I am trying to heal myself. I have been diagnosed with Hashimoto’s disease. It is an autoimmune disease where your body has the mistaken impression that the thyroid is an invader and is trying to kill it. What I know in my heart to be true is that I developed this disorder because I have often held back during most of my life in saying what I want to say. The thyroid gland sits in the throat right at the 5th, or throat chakra. It is the chakra of authentic voice or to say it another way, speaking your truth. Our bodies often reflect an energy imbalance we have allowed to exist, and it shows up  in a particular area or organ. So it is here at the moment but I most definitely do not have to keep it and I don’t intend to. So onward we go.

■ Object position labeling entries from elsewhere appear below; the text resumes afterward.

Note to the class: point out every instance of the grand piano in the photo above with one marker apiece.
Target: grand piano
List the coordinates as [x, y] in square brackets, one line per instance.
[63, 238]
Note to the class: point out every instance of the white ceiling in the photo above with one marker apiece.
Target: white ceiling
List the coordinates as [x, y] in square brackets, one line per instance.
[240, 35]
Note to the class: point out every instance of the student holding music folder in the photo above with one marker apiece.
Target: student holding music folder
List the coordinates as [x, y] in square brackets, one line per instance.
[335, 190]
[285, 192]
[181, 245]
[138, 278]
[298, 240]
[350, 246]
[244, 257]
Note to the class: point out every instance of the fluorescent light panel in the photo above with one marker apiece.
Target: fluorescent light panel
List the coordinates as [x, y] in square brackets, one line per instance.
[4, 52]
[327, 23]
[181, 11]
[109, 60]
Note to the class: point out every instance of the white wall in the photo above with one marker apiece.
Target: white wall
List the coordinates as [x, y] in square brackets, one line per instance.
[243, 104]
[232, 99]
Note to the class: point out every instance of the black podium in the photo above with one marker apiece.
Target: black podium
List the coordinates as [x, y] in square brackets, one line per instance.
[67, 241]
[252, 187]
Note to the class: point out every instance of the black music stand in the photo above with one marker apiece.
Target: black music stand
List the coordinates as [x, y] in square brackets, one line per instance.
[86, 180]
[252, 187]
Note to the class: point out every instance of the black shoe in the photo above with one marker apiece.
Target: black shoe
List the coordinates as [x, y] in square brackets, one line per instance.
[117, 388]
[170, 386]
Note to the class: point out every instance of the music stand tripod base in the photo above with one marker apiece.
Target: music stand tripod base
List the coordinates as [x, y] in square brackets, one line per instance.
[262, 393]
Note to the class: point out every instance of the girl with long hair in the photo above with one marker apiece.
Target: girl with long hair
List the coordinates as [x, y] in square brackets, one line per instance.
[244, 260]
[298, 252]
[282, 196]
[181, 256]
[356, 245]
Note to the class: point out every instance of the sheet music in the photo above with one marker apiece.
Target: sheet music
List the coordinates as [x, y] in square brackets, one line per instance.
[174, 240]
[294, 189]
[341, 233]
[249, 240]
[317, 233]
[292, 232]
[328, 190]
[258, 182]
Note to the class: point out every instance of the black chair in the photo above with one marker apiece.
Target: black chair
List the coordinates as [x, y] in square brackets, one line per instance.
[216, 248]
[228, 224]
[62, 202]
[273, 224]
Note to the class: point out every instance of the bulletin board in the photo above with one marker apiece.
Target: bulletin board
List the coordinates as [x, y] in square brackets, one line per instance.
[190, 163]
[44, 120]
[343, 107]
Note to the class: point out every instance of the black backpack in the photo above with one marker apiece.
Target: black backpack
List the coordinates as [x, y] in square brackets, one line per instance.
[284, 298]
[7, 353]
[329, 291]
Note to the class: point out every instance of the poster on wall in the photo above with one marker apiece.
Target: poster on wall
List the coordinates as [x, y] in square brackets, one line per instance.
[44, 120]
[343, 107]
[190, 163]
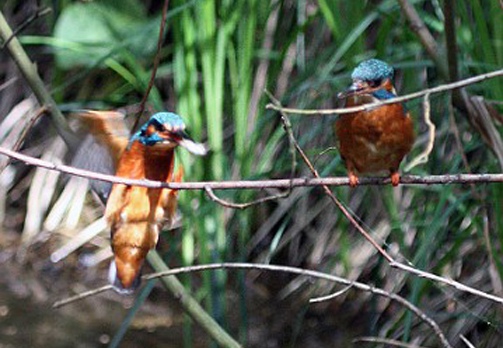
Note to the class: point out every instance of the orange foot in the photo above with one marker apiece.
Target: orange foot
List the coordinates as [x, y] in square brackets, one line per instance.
[353, 180]
[395, 178]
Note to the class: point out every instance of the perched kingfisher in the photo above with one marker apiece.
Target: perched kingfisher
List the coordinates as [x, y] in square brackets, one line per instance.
[135, 214]
[374, 140]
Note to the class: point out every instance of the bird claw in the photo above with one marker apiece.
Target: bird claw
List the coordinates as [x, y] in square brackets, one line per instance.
[395, 178]
[353, 180]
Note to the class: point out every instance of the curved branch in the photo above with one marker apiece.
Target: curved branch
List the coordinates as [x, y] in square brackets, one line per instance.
[256, 184]
[434, 90]
[285, 269]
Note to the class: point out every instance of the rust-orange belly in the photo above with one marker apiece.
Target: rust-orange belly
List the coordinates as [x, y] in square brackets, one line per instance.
[137, 213]
[376, 140]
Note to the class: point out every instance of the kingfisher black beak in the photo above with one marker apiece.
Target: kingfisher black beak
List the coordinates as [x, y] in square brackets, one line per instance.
[184, 140]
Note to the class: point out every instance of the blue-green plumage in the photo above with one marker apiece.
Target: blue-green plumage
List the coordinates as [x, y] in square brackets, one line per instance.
[372, 70]
[159, 121]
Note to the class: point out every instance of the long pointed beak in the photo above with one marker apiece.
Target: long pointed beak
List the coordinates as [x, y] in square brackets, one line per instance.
[186, 141]
[356, 87]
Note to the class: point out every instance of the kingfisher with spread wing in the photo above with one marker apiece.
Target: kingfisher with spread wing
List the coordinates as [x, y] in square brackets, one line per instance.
[136, 214]
[377, 139]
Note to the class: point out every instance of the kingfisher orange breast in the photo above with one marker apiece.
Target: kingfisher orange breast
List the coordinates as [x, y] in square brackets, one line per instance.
[136, 214]
[374, 140]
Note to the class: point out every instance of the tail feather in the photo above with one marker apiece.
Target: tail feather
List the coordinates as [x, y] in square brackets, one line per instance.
[117, 284]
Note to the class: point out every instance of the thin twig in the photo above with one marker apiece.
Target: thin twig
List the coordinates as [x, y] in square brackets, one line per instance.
[329, 193]
[423, 156]
[386, 341]
[294, 270]
[445, 179]
[466, 341]
[377, 246]
[434, 90]
[209, 191]
[157, 59]
[331, 296]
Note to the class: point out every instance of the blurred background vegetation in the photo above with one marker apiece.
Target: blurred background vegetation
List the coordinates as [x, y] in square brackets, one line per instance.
[216, 60]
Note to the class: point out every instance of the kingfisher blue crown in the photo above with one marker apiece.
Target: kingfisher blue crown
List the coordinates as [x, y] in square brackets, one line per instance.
[372, 70]
[158, 120]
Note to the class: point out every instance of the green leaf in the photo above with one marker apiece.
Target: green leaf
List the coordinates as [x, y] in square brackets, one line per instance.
[93, 31]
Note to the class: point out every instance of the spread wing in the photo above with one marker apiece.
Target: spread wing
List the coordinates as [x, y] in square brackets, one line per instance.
[101, 149]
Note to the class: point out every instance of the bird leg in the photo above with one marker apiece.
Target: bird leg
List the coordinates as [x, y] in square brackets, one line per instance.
[395, 178]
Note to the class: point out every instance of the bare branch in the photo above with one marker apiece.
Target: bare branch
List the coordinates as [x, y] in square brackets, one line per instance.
[386, 341]
[438, 89]
[227, 204]
[256, 184]
[331, 296]
[286, 269]
[423, 156]
[380, 249]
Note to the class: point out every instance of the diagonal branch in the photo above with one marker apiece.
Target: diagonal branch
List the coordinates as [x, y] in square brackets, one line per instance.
[285, 269]
[255, 184]
[434, 90]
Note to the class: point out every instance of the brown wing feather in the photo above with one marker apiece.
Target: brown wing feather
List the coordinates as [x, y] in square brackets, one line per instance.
[109, 128]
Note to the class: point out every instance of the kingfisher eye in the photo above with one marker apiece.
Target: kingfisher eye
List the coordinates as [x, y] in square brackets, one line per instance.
[375, 83]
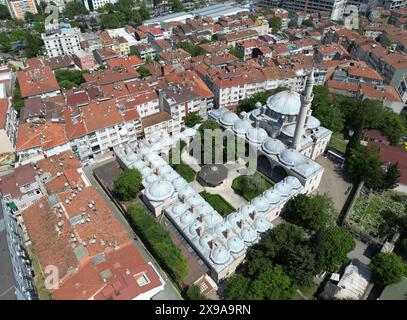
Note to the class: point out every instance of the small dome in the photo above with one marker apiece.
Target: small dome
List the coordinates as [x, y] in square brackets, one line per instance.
[221, 227]
[205, 240]
[212, 218]
[261, 204]
[272, 196]
[308, 168]
[204, 208]
[285, 102]
[273, 146]
[247, 209]
[312, 122]
[293, 182]
[290, 157]
[186, 192]
[229, 118]
[187, 218]
[195, 200]
[289, 130]
[193, 229]
[242, 126]
[144, 152]
[170, 176]
[248, 234]
[190, 132]
[220, 255]
[131, 157]
[234, 219]
[159, 190]
[179, 183]
[257, 135]
[283, 188]
[261, 224]
[178, 209]
[139, 164]
[145, 171]
[151, 178]
[235, 244]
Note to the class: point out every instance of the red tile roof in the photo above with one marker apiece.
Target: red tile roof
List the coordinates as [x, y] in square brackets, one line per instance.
[36, 81]
[45, 135]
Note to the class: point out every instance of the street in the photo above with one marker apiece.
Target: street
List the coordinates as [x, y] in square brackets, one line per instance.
[6, 269]
[170, 292]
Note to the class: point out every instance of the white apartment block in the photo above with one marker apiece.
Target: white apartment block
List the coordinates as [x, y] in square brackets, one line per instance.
[62, 41]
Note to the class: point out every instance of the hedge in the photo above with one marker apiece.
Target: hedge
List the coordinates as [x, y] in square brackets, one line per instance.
[160, 243]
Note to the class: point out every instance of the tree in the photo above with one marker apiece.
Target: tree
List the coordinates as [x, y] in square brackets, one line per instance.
[312, 212]
[237, 287]
[275, 24]
[271, 284]
[331, 246]
[387, 268]
[299, 264]
[192, 119]
[391, 177]
[194, 293]
[364, 164]
[177, 6]
[74, 8]
[4, 14]
[127, 184]
[143, 71]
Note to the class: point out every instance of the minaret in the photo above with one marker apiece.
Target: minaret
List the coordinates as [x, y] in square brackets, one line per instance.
[305, 111]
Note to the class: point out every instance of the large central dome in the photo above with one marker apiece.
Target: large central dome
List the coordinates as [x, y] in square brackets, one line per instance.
[285, 102]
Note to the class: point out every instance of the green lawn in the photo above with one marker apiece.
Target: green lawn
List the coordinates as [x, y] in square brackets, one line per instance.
[218, 203]
[250, 187]
[43, 293]
[185, 171]
[338, 142]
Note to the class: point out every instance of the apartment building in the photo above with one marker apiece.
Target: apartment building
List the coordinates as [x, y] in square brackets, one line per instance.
[8, 126]
[98, 127]
[62, 41]
[93, 5]
[36, 140]
[18, 8]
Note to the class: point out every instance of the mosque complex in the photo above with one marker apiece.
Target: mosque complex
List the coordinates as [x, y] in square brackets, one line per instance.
[287, 140]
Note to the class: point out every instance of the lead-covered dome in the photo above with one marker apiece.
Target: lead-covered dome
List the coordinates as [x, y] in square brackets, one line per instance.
[285, 102]
[257, 135]
[242, 126]
[235, 244]
[273, 146]
[248, 234]
[261, 204]
[159, 190]
[290, 157]
[229, 118]
[220, 255]
[272, 196]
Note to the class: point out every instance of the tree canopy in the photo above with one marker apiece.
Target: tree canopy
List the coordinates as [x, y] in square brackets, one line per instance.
[332, 246]
[127, 184]
[387, 268]
[314, 212]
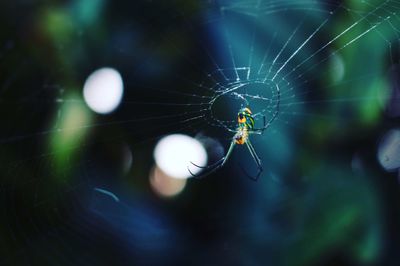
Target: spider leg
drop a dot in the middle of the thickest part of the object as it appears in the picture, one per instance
(256, 159)
(259, 131)
(215, 166)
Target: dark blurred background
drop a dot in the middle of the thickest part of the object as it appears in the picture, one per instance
(104, 104)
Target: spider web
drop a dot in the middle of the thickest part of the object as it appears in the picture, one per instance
(292, 62)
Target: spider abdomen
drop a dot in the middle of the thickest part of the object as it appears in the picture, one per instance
(241, 136)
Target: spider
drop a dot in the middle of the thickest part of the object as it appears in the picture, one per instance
(241, 137)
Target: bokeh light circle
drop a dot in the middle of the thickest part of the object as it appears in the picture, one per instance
(174, 154)
(389, 150)
(103, 90)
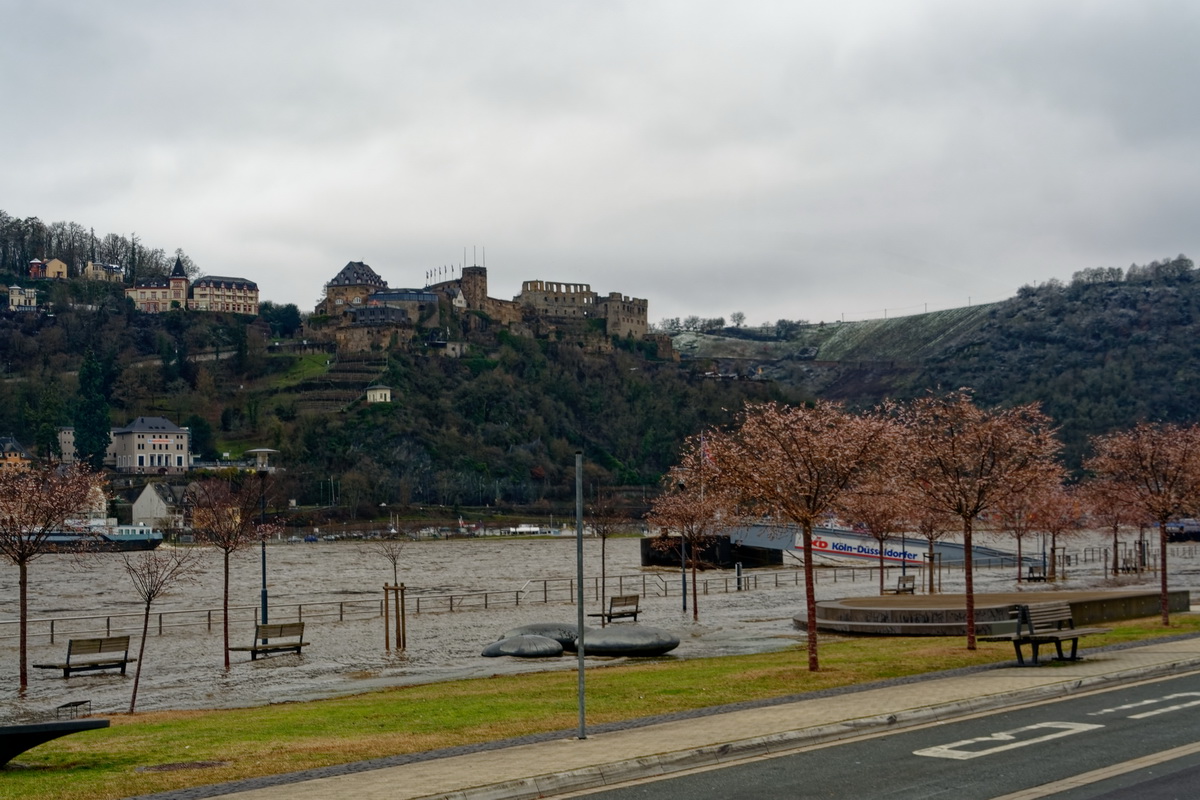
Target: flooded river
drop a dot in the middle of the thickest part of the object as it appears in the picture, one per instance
(337, 588)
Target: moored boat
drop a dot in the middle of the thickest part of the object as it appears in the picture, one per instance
(117, 539)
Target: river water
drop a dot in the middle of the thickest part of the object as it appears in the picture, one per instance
(184, 667)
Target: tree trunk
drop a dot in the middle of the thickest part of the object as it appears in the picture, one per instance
(23, 581)
(1162, 573)
(225, 609)
(931, 563)
(1054, 558)
(1116, 569)
(142, 653)
(604, 582)
(695, 607)
(881, 566)
(1020, 563)
(970, 577)
(810, 597)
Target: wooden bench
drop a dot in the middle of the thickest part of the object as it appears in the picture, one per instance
(267, 639)
(105, 653)
(906, 584)
(1044, 624)
(621, 607)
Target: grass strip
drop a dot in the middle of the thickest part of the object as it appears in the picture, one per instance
(285, 738)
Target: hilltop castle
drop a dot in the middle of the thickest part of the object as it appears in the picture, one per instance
(363, 313)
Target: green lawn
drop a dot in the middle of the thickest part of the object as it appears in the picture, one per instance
(292, 737)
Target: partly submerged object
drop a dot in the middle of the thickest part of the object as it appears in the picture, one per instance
(629, 641)
(523, 647)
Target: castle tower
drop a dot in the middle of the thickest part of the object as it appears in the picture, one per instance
(474, 286)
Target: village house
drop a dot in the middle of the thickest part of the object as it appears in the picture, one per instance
(209, 293)
(149, 444)
(109, 272)
(12, 455)
(21, 299)
(161, 505)
(53, 269)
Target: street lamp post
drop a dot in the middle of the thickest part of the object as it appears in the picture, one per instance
(263, 465)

I woke up at the age of 19. I picked up a book that had been left in my apartment by an ex boyfriend. The name of the book was The Seth Material by Jane Roberts. The information was, to me, profound to say the least. I remember a sudden feeling of “OMG! I know this…I remember this! It changed me for the whole rest of my life, and I mean that on a quite literal scale. I gave the book to my sister to read and she had the same response. Thank God! We now had each other to talk to about what we were feeling, who we were and what we were doing here on this planet. It was a total 180 degrees as to how we were raised. I guess the gist of it was that we were not alone. I don’t mean just she and I because we suddenly felt something and it was the same for each, I mean the whole planet, Earth, everyone here. WE ARE NOT ALONE! We have never been alone, and most of us have been here many, many times. We are loved and cared for by guides and angels who surround us 100% of the time. We can ask for help from Ascended Master’s and Archangels and get it. We have an I AM Presence, or Higher Self, who speaks to and guides us if we know how to listen and hear. The Universe is absolutely and positively teeming with life on all levels and on all dimensions. The stars and planets are as sentient as we are, as are the rocks, plants and animals of this planet. All life everywhere is sentient on some dimensional level. God is energy, life is energy, it expands and flows and is never, ever extinguished. WOW! That is so exciting to me and so comforting.  So now of course is the question…What do I do with this information? How does that change the way I live on this planet? How does it change the way I feel about myself? All excellent questions. This blog is one of my answers. I will speak.  Welcome to Noelle’s Voice.